Since venture capitalist Marc Andreessen introduced the concept of “product / market fit” back in 2007 there have been many different interpretations of what this concept actually means. From people using sales projections to companies applying customer satisfaction to determine product / market fit, I’ve seen companies utilising different yardsticks. I therefore thought it would be good to go back to Marc Andreessen’s original definition and look at a great approach by Sean Ellis – who specialises in growth strategies – to identify product / market fit.
First, let’s look at Marc Andreessen’s original definition of product / market fit:
“Product/market fit means being in a good market with a product that can satisfy that market.”
Andreessen has taken this definition from Andy Rachleff – another successful startup founder and venture capitalist – who describes getting to product / market fit as “the only thing that matters” when you’re a startup. Product / market fit thus means being in a good market with a product that can satisfy that market.
The million dollar question then becomes how one knows that product / market fit has been achieved. Andreessen explains how you can feel when product / market for isn’t happening:
“The customers aren’t quite getting value out of the product, word of mouth isn’t spreading, usage isn’t growing that fast, press reviews are kind of “blah”, the sales cycle takes too long, and lots of deals never close.”
Andreessen argues that you can feel when product / market fit is happening if:
“The customers are buying the product just as fast as you can make it – or usage is growing just as fast as you can add more servers. Money from customers is piling up in your company checking account. You’re hiring sales and customer support staff as fast as you can. Reporters are calling because they’ve heard about your hot new thing and they want to talk to you about it.”
Another way of establish whether you’ve achieved product / market fit comes from Sean Ellis and his product / market fit survey.
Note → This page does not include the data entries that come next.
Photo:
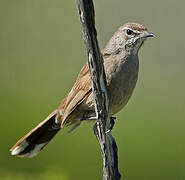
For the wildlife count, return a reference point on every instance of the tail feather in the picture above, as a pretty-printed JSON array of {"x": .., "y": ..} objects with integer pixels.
[{"x": 33, "y": 142}]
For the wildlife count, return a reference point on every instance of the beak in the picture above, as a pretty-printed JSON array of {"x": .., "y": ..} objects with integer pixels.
[{"x": 146, "y": 34}]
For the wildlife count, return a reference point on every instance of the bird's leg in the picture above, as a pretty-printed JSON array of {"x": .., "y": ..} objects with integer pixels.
[{"x": 112, "y": 122}]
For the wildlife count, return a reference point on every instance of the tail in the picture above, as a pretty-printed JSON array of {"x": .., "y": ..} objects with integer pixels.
[{"x": 33, "y": 142}]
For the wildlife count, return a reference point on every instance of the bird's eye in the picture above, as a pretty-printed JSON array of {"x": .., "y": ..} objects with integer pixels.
[{"x": 129, "y": 32}]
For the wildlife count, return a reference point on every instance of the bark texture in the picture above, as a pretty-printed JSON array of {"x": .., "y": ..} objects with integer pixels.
[{"x": 104, "y": 125}]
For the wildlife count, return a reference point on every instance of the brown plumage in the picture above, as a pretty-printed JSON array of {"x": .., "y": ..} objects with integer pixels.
[{"x": 121, "y": 67}]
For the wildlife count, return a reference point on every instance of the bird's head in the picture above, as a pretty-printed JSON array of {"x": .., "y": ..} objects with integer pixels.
[
  {"x": 130, "y": 37},
  {"x": 134, "y": 35}
]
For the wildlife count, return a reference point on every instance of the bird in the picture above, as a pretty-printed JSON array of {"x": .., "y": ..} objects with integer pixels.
[{"x": 121, "y": 64}]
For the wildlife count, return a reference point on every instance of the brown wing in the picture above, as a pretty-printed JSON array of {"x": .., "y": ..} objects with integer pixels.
[{"x": 80, "y": 91}]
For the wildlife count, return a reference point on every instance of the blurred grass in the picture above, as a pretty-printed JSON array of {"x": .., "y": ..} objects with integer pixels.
[{"x": 40, "y": 42}]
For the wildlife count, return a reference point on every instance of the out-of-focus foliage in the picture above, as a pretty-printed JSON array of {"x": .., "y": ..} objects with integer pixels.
[{"x": 41, "y": 53}]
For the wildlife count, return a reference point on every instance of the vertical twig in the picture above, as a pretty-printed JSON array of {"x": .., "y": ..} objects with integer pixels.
[{"x": 95, "y": 61}]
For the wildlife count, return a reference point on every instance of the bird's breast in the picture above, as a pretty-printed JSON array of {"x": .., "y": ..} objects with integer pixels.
[{"x": 122, "y": 75}]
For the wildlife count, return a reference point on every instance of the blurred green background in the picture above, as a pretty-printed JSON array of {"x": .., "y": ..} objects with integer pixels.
[{"x": 41, "y": 53}]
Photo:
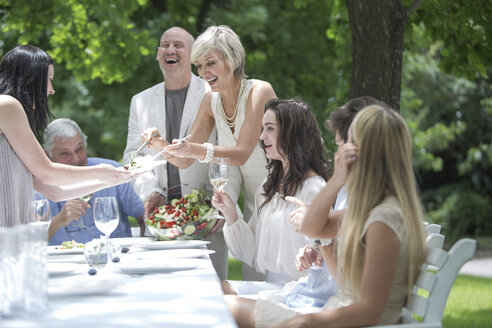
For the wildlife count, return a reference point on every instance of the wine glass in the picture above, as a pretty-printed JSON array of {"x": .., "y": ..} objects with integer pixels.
[
  {"x": 106, "y": 218},
  {"x": 85, "y": 198},
  {"x": 218, "y": 174}
]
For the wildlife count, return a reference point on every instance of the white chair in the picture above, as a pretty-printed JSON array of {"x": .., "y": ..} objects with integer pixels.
[{"x": 436, "y": 278}]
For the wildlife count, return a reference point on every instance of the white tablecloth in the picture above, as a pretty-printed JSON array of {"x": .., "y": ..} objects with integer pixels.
[{"x": 188, "y": 298}]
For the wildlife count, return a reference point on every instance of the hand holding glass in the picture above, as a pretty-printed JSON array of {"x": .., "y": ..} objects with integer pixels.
[{"x": 106, "y": 217}]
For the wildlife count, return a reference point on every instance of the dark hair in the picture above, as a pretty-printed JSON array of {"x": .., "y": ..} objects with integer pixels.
[
  {"x": 299, "y": 140},
  {"x": 24, "y": 76},
  {"x": 341, "y": 117}
]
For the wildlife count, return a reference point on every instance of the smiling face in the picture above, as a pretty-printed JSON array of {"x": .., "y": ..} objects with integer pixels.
[
  {"x": 69, "y": 151},
  {"x": 174, "y": 55},
  {"x": 269, "y": 137},
  {"x": 213, "y": 68}
]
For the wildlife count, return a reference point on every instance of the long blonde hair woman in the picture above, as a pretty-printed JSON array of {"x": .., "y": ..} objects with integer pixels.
[
  {"x": 381, "y": 236},
  {"x": 384, "y": 168}
]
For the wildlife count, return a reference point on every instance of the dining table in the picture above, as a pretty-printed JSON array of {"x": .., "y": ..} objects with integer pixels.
[{"x": 154, "y": 284}]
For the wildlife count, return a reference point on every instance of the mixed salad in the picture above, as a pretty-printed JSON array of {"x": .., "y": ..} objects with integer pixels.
[{"x": 185, "y": 218}]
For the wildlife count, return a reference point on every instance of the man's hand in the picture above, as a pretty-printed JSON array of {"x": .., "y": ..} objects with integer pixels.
[
  {"x": 151, "y": 202},
  {"x": 72, "y": 211}
]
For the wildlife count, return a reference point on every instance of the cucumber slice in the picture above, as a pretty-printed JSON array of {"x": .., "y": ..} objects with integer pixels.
[{"x": 189, "y": 229}]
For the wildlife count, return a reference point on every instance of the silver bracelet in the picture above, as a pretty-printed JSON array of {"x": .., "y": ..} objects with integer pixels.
[{"x": 209, "y": 154}]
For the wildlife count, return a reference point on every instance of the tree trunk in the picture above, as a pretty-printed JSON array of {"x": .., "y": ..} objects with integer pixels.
[{"x": 377, "y": 29}]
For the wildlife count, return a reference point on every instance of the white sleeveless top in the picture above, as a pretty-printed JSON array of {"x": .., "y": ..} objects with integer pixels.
[
  {"x": 249, "y": 176},
  {"x": 16, "y": 187}
]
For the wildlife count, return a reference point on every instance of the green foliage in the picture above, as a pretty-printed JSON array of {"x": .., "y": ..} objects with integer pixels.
[
  {"x": 93, "y": 38},
  {"x": 465, "y": 28},
  {"x": 461, "y": 211},
  {"x": 478, "y": 165},
  {"x": 450, "y": 120}
]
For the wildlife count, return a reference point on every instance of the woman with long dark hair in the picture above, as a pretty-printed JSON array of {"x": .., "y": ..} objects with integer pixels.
[
  {"x": 380, "y": 241},
  {"x": 297, "y": 167},
  {"x": 26, "y": 74}
]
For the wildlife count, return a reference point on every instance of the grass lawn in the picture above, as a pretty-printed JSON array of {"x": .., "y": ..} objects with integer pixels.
[{"x": 469, "y": 303}]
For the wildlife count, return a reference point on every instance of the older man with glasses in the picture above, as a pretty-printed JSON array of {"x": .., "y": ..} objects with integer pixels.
[{"x": 73, "y": 220}]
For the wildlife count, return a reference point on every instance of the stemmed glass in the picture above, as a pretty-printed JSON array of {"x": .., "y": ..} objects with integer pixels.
[
  {"x": 218, "y": 174},
  {"x": 85, "y": 198},
  {"x": 40, "y": 212},
  {"x": 312, "y": 242},
  {"x": 106, "y": 218}
]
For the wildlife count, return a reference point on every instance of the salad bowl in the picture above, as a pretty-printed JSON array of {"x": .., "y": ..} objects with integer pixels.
[{"x": 187, "y": 218}]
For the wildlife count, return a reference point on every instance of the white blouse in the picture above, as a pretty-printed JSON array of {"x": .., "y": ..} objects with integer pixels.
[{"x": 267, "y": 242}]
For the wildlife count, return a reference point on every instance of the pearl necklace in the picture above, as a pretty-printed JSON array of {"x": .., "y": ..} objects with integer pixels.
[{"x": 231, "y": 121}]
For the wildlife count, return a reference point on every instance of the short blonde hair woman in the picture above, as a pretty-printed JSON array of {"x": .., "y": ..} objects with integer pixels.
[
  {"x": 382, "y": 239},
  {"x": 235, "y": 107}
]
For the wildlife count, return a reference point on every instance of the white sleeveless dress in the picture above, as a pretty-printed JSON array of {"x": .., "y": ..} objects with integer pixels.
[
  {"x": 16, "y": 187},
  {"x": 248, "y": 177}
]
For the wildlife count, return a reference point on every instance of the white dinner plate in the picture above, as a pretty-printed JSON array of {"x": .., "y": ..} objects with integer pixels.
[
  {"x": 58, "y": 269},
  {"x": 171, "y": 253},
  {"x": 129, "y": 241},
  {"x": 80, "y": 286},
  {"x": 155, "y": 266},
  {"x": 68, "y": 258},
  {"x": 60, "y": 250},
  {"x": 172, "y": 244}
]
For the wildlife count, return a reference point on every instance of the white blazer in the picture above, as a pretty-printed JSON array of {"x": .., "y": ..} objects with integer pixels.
[{"x": 147, "y": 109}]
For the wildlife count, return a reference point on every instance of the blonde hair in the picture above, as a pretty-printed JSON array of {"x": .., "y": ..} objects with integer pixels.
[
  {"x": 383, "y": 167},
  {"x": 222, "y": 39}
]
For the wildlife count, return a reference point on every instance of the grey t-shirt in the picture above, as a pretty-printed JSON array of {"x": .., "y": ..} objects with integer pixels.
[{"x": 175, "y": 100}]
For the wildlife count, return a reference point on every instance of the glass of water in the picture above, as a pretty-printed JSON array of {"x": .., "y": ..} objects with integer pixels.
[{"x": 106, "y": 218}]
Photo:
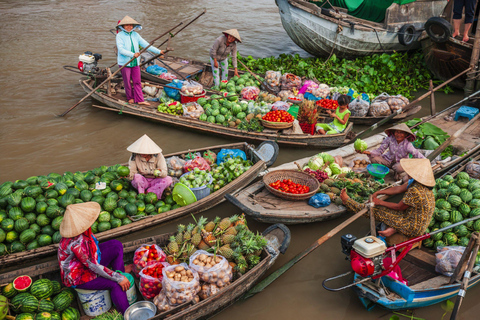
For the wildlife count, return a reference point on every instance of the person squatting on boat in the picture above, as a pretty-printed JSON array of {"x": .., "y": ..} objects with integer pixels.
[
  {"x": 84, "y": 262},
  {"x": 128, "y": 45},
  {"x": 340, "y": 118},
  {"x": 458, "y": 6},
  {"x": 148, "y": 168},
  {"x": 414, "y": 212},
  {"x": 223, "y": 46},
  {"x": 399, "y": 144}
]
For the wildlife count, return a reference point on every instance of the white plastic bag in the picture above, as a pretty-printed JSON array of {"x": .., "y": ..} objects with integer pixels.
[
  {"x": 211, "y": 268},
  {"x": 447, "y": 259}
]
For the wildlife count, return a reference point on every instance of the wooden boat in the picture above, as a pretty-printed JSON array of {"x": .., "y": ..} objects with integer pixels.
[
  {"x": 277, "y": 235},
  {"x": 257, "y": 202},
  {"x": 322, "y": 32},
  {"x": 425, "y": 285},
  {"x": 210, "y": 201},
  {"x": 116, "y": 103}
]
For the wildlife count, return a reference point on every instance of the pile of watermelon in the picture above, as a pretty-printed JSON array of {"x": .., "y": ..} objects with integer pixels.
[
  {"x": 41, "y": 300},
  {"x": 31, "y": 210},
  {"x": 456, "y": 199}
]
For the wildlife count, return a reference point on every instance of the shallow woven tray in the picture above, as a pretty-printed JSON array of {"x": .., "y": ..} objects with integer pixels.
[
  {"x": 276, "y": 125},
  {"x": 295, "y": 176}
]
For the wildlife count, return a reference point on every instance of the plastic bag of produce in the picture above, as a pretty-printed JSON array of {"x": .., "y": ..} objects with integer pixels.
[
  {"x": 151, "y": 279},
  {"x": 156, "y": 70},
  {"x": 473, "y": 169},
  {"x": 308, "y": 86},
  {"x": 280, "y": 105},
  {"x": 198, "y": 162},
  {"x": 232, "y": 152},
  {"x": 211, "y": 268},
  {"x": 359, "y": 163},
  {"x": 191, "y": 88},
  {"x": 192, "y": 110},
  {"x": 447, "y": 259},
  {"x": 290, "y": 81},
  {"x": 359, "y": 107},
  {"x": 250, "y": 93},
  {"x": 319, "y": 200},
  {"x": 174, "y": 93},
  {"x": 180, "y": 284},
  {"x": 147, "y": 255},
  {"x": 397, "y": 102},
  {"x": 175, "y": 166}
]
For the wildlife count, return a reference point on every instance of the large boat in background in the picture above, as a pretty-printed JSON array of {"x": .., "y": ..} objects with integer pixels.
[{"x": 325, "y": 31}]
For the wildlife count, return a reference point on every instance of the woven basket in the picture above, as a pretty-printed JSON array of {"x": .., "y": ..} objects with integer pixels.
[
  {"x": 276, "y": 125},
  {"x": 295, "y": 176}
]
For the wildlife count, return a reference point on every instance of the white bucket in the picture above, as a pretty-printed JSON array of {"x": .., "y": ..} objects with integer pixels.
[{"x": 94, "y": 302}]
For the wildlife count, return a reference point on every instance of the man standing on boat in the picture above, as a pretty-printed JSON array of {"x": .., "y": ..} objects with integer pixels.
[{"x": 221, "y": 49}]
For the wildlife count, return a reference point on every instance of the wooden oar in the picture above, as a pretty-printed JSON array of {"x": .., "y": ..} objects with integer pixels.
[
  {"x": 113, "y": 74},
  {"x": 408, "y": 107}
]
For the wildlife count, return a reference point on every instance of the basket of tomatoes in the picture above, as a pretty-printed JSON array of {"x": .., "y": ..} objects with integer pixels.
[
  {"x": 291, "y": 184},
  {"x": 327, "y": 104},
  {"x": 277, "y": 119}
]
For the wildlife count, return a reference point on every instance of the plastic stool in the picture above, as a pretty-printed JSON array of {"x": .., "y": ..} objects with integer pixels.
[{"x": 467, "y": 112}]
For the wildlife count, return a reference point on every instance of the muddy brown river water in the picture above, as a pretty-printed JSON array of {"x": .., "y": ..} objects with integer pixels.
[{"x": 38, "y": 37}]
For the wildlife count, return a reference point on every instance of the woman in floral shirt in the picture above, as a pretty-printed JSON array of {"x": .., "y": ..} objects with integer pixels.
[{"x": 84, "y": 262}]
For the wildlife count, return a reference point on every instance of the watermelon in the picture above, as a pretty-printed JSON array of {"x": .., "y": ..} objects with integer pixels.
[
  {"x": 27, "y": 236},
  {"x": 70, "y": 314},
  {"x": 21, "y": 224},
  {"x": 42, "y": 288},
  {"x": 9, "y": 291},
  {"x": 104, "y": 226},
  {"x": 56, "y": 223},
  {"x": 28, "y": 204},
  {"x": 41, "y": 207},
  {"x": 43, "y": 220},
  {"x": 22, "y": 283},
  {"x": 29, "y": 304},
  {"x": 455, "y": 201},
  {"x": 44, "y": 240}
]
Ellis’ survey consists of one simple question:
“How would you feel if you could no longer use this product?”
People can respond to this survey in one of the following ways:
- Very disappointed
- Somewhat disappointed
- Not disappointed (it really isn’t that useful)
- N/A – I no longer use this product
Ellis’ rule of thumb is that if you’re above 40% of the people saying they’d be very disappointed, you’ve found product / market fit, and if you’re less than that, you haven’t.
Through the survey, you can learn about a person’s underlying reasoning behind their response by including a free text field which says something like “Please help us understand why you’ve selected this answer.”
In addition, you could conduct user interviews to learn more about the products which people consider as an alternative to your product or to understand the perceived benefits of your product. For example, those survey respondents who responded that they’d be “somewhat disappointed” it might be that you haven’t delivered on the product’s intended value proposition. Similarly, it would be good to find out from those people who indicated “not disappointed” why they wouldn’t care if your product ceases to exist.
Main learning point: Understanding whether (and why) your product has achieved product / market fit is critical for any startup. Learning why a product has or hasn’t achieved product / market fit through a survey or an interview will fuel further product development and decision making.